Opposition to congestion pricing in Albany, Brodsky said, is "deepening and solidifying." Time is running out. Thirty Assembly members were signed on in support of his latest alternative traffic plan. It was time, Brodsky said, for "the environmental groups" to get on board because his was the only traffic mitigation plan that "can gain broad support in Albany."
That plan, which can be downloaded here, has three parts to it: Increase the cost of taxis; more enforcement of traffic violations and higher fines; and a crackdown on government employee parking placards. It's a plan that Brodsky himself acknowledges "is not perfect" and "does not raise enough to fund the MTA Capital Plan." It also forces New York City to forfeit $354.5 million in federal transportation funds and does nothing to discourage private motor vehicles from continuing to clog city streets.
And though he constantly criticized the Traffic Mitigation Commission's 94-page recommendation for lacking details and leaving too many unanswered questions, Brodsky's own 7-pager apparently will suffice.
Transportation policy wonks looking for a silver-lining to Brodsky's enforcement-based traffic mitigation plan won't find it in the form of red light and bus lane cameras. New York City has been trying to get automated enforcement cameras out of Albany for something like 15 years now. Sorry. They may be saving lives and reducing traffic enforcement costs in other cities but the Assemblyman from Westchester has civil liberties concerns. He'll allow New York City to have 100 more parking agents and 30 more police officers for traffic enforcement. No matter that cops handing out traffic tickets during rush hour would cause congestion, not ease it.
There were no cameras and maybe two reporters at the press conference.
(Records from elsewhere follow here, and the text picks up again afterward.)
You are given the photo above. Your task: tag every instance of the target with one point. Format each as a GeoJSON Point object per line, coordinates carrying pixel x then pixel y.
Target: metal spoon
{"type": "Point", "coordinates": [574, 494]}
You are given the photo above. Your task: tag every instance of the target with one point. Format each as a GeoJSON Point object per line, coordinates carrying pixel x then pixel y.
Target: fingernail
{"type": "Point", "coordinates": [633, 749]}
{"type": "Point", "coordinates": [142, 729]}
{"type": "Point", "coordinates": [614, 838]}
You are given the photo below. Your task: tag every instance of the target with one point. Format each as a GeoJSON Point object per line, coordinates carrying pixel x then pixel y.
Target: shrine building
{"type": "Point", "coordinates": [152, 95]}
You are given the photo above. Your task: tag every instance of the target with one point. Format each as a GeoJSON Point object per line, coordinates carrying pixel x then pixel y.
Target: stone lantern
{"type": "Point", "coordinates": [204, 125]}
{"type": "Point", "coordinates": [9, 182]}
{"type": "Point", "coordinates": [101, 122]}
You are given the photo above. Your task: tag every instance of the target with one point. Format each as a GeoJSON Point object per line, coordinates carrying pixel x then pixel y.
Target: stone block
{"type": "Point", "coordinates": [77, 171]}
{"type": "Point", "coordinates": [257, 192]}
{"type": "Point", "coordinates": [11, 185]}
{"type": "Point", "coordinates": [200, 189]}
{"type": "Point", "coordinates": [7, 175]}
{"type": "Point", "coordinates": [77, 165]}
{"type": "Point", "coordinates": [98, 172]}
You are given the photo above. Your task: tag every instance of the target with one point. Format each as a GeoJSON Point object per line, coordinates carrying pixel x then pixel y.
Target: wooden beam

Most of the bodies in the photo above belong to Environmental Defense staffers and members of the Campaign for New York's Future. The same small group of legislators -- Lancman, Dinowitz, Maisel, Fidler and Weprin stood up and said the same things they've been saying for months now. There was, however, a new face in the crowd. Standing shoulder-to-shoulder with Richard Brodsky, who happens to represent the New York metropolitan region's wealthiest car commuters, was Assemblyman Hakeem Jeffries (right), representing Prospect Hts., Bed-Stuy, Clinton Hill and vicinity.
Speaking on behalf of a district where 70 percent of households do not own a car, where only 2.2 percent of daily commuters drive alone to work in the pricing zone, where the households that do own a vehicle earn nearly twice as much as the ones that don't, Jeffries said that he opposes congestion pricing because, among other reasons, "it's unfair to working families."
After the presser, Jeffries elaborated. The "disingenuousness of the process" bothered him. Even after all of the issues raised at the public hearings, the Traffic Commission came back with a plan that, Jeffries believes, fundamentally only offered improvements for Manhattan residents -- a geographic reduction of the pricing zone, the elimination of the $4 fee for drivers who live inside the zone, and an automatic charge for drivers crossing the East River Bridges.
Jeffries didn't seem to know that the Commission had replaced the $4 "intrazonal charge" with major increases in the cost of parking inside the zone, all of which would go towards paying for streetscape improvements citywide.
Nor did Jeffries appear to be informed of the benefits congestion pricing could deliver to Flatbush Avenue, the congested, dysfunctional thruway that runs the entire length of his district. Something like forty percent of the morning traffic on Flatbush Avenue is nothing but thru-traffic. These drivers from Long Island and South Brooklyn -- Fidler and Maisel's constituents are among them, as it happens -- know Jeffries' district as nothing more than a
doormat for the free East River bridges. Congestion pricing would push some number of these drivers over to the Battery Tunnel, onto transit or into a carpool.
Congestion pricing provides Jeffries' district with more than just traffic reduction. Flatbush Avenue's B41 is number one on the list of bus routes that will be beefed up with the $354.5 million federal grant. And Brooklyn's first-ever Bus Rapid Transit route, one of five routes citywide, is slated to run through Jeffries' district, along Bedford and Nostrand Avenues. That project will be paid for by congestion pricing money too. The Department of Transportation is also looking at parts of Jeffries' district for a possible residential parking permit program to help protect neighborhoods from park-and-ride commuters.
Yet, there was Hakeem Jeffries standing on the steps of City Hall with representatives of some of the wealthiest, most car-dependent Assembly districts in the entire metropolitan region, opposing a plan that would bring new transit service and residential parking permits while reducing he daily seige of single passenger
vehicles rolling through his constituents' neighborhoods on their way to the free East River bridges.
So, whose job is it to talk to guys like Jeffries and make sure they are well informed about congestion pricing?